Now, I am still young (had I mentioned that?) so can still remember some of the things of childhood. Poking poos with sticks, mucking around in buckets of green-tinged stagnant water that are already inhabited by mosquito larvae, digging holes in the mud with bare hands, carting the festering cadavers of post-mortem sparrows with glee, man-handling worms and bugs, burrowing into one's nose with one's digit, bum scratching, ear-picking - and then the best of it all: tea time. That was childhood for me. Grubby, messy, germ-ridden, filthiness. And then tea. Where I come from, by the way, 'tea' is the meal you eat in the evening (and a drink that the elderly drank), as distinct from 'dinner', or that most bourgeois repast - 'suppah' (even now, I have never knowingly eaten a 'suppah', and 'dinner' is of course what you eat at dinner-time, not tea-time. Get it?). No, tea was our end-of-the-afternoon-before-bed feast.
I know that you are wondering where I am going with this. I doubt you can predict the waffle of my mind, so explain I better had.
The thing is this; childhood is, in my modest opinion, to do with playing with dirt and then eating food. Schooling fits in somewhere and church too for some of us, but dirt and food largely sum up childhood. I can remember once, gleefully carrying the long-dead Mr Sparrow of the family Sparrow around my Nan's garden in a macabre requiem procession (I was liturgically minded at six). Then, I'd be called in from the yard for tea, maybe wash my hands (but maybe not, to be honest) and then tuck in to sandwiches, crumpets or eggy-bread.

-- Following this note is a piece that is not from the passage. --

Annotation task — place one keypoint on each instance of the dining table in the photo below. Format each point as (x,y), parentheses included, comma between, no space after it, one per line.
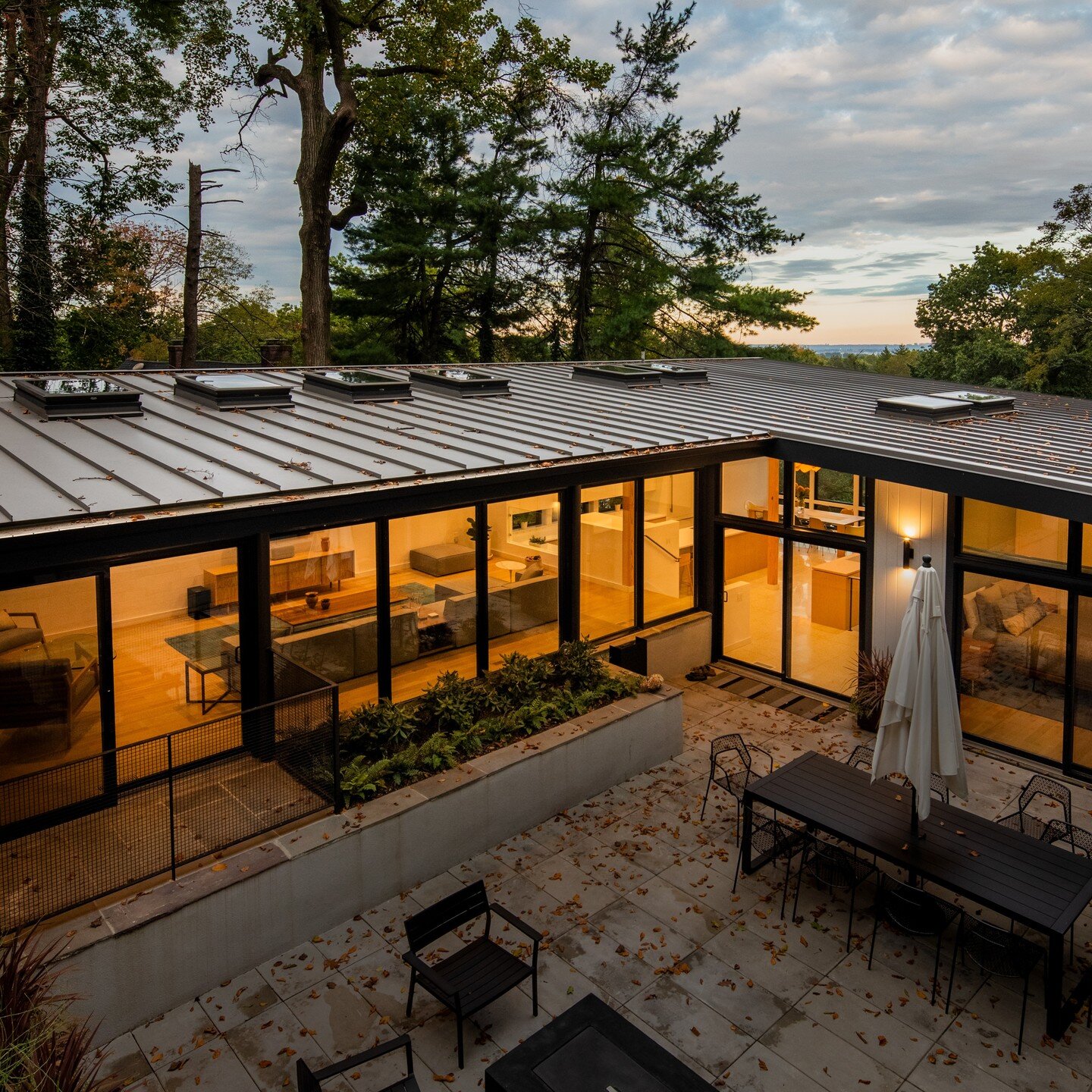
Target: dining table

And then Reckitt Benckiser (the makers of the soap-thing you see here) come along fill the minds of all parents with dread fear that their kiddies are in mortal danger not from the vile diseases that exist in rotting garden birds, or the bacteria that revel in a cat-poo house - no, the greatest peril to the fabric of our society is, my dear friends, the spout on a soap-dispenser. So terrible is this risk, that if you are a parent of any decency, you must buy a 'No-Touch' Soap Dispenser. Why? So that after poking poos and the giblets of dead things, you may not - before you wash your hands - get germs on them from the soap spout.
Is it me?
And it doesn't end here. Oh no. The makers of those odd bottles of foul-stinking purple detergent that you lob under the rim of your lavatorium would tell you that it is to kill germs in there. Marvelous. Marvelous because only yesterday I was saying to Mrs Acular how long it had been since I last used my porcelain trumpet as a Tandoor oven and baked naan bread in it. Only the week before I had pondered how long it had been since I last served my kids' dinner in the toilet.

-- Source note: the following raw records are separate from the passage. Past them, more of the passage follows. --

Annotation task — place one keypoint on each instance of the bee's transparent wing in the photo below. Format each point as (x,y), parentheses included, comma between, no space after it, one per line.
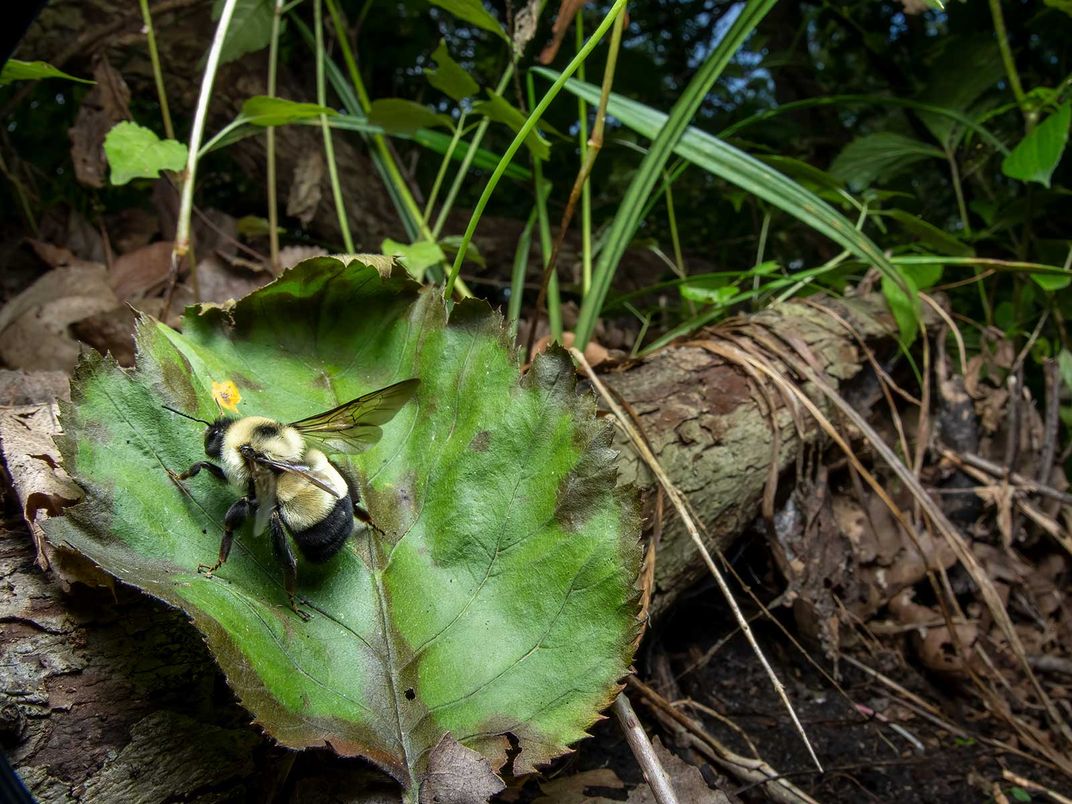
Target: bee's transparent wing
(355,426)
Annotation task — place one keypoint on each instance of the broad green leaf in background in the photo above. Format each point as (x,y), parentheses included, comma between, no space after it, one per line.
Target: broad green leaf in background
(879,157)
(417,257)
(31,71)
(967,68)
(903,304)
(1038,153)
(400,116)
(475,13)
(449,77)
(250,28)
(136,152)
(262,112)
(501,110)
(501,597)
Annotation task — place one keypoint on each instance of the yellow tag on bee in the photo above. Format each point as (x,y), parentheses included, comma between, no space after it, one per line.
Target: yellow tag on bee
(226,396)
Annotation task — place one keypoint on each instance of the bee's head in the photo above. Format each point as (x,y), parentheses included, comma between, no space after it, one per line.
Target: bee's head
(213,436)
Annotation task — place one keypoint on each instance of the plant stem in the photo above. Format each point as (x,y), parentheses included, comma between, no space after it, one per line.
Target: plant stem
(522,134)
(456,185)
(582,135)
(410,209)
(443,166)
(272,201)
(1030,118)
(158,74)
(196,134)
(958,191)
(328,145)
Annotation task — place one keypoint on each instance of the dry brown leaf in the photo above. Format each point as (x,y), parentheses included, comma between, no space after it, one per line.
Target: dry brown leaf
(304,195)
(32,387)
(142,271)
(42,487)
(220,283)
(291,255)
(458,775)
(34,326)
(594,353)
(103,106)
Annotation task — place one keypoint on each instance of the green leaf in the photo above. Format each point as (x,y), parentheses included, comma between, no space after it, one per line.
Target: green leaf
(448,76)
(417,257)
(723,160)
(1038,153)
(928,234)
(31,71)
(501,110)
(250,28)
(400,116)
(474,13)
(264,110)
(499,599)
(968,67)
(879,157)
(136,152)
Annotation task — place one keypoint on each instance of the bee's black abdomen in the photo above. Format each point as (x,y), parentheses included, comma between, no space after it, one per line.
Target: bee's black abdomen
(326,538)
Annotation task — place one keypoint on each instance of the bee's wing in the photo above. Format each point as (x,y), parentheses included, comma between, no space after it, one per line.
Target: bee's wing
(354,426)
(263,466)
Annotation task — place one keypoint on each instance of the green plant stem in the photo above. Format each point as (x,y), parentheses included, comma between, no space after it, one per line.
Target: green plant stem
(158,74)
(595,145)
(456,185)
(1030,117)
(626,219)
(410,207)
(328,146)
(181,247)
(958,191)
(582,136)
(519,138)
(546,249)
(518,274)
(272,199)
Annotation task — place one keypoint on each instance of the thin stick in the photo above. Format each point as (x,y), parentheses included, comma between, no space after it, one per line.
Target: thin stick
(657,778)
(196,134)
(682,507)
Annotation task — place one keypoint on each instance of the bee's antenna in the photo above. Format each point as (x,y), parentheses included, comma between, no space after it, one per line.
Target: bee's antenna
(187,416)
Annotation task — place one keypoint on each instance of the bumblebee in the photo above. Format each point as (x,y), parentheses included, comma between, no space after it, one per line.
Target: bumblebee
(292,487)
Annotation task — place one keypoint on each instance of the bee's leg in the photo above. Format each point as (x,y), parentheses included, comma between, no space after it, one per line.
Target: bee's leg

I think that we, the buying public, are certifiably stupid. I do. I bet that eight-million sensible folk, with one accord, all believed that the greatest peril to our offspring is in the germs we acquire just before we clean the germs off with the expensive soap that is really good at killing germs off of our hands ... just before we fling a rib-eye in the loo and bob for it like an fair-ground stall. Frankly, I am surprised I survived past the age of seven. Frankly.